This is one book where I feel like I got something out of the supplementary material in the back (the author interview and the discussion questions).  The discussion questions added something to my reading experience, even though I'm not in a book club.  Emma Donoghue said in the interview that the story wasn't necessarily based on any particular real-life case, though she did draw some basic inspiration from real life cases, like that of Josef Fritzl (at the time of this book's writing, Jaycee Dugard had yet to be discovered and rescued, so that case had no influence on this book).  I did consider reading Jaycee Dugard's memoirs before reviewing this book, in case her real account affected my opinion of this book, but her book was not available from the library and I didn't quite want to buy it. 


Recommended reading for anyone with an interest in cases like Jaycee Dugard's, or for anyone with an interest in the psychology of prolonged captivity.

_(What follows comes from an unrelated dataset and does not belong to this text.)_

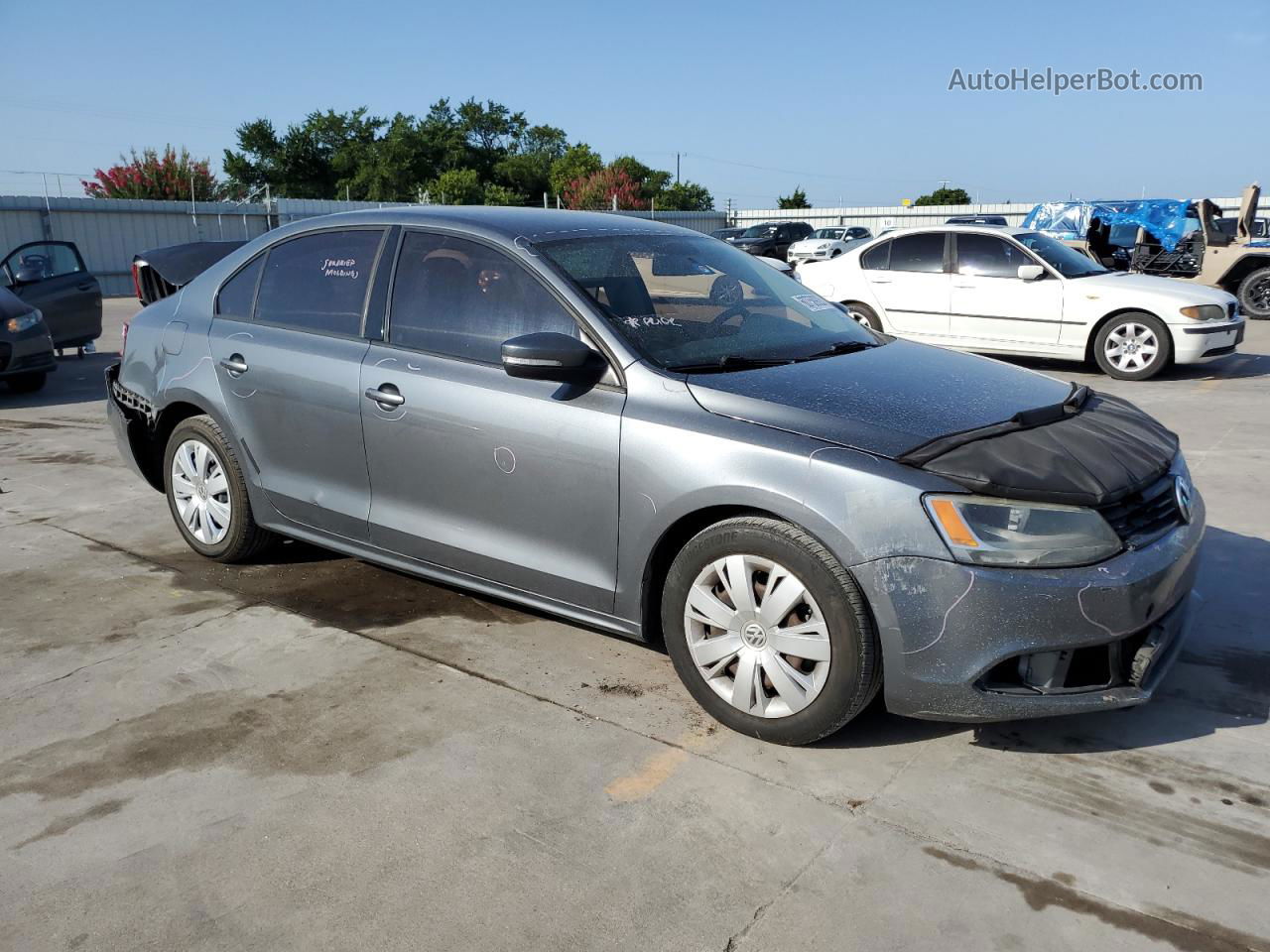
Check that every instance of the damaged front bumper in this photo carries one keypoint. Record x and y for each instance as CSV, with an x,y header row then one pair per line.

4/5 stars (one star docked for the POV thing)

1 comment:

  1. This was a great book with an interesting premise. It gives its readers the perspective of 5 year-old Jack, who has lived his entire life in a tiny room with his mother, a kidnapping and rape victim. It's incredible to see the ingenuity of Jack's Ma, as they cope with the boredom of life in a cage and try to survive the unpredictable whims of their captor. However, the first part of the book does begin to drag, and you begin to wonder how much longer it could possibly go on. Finally, circumstances change, and we get to see how Jack is able to come to grips with a world he didn't know existed. Jack's narration really begins to shine when we see him mentally working through problems he had never confronted before.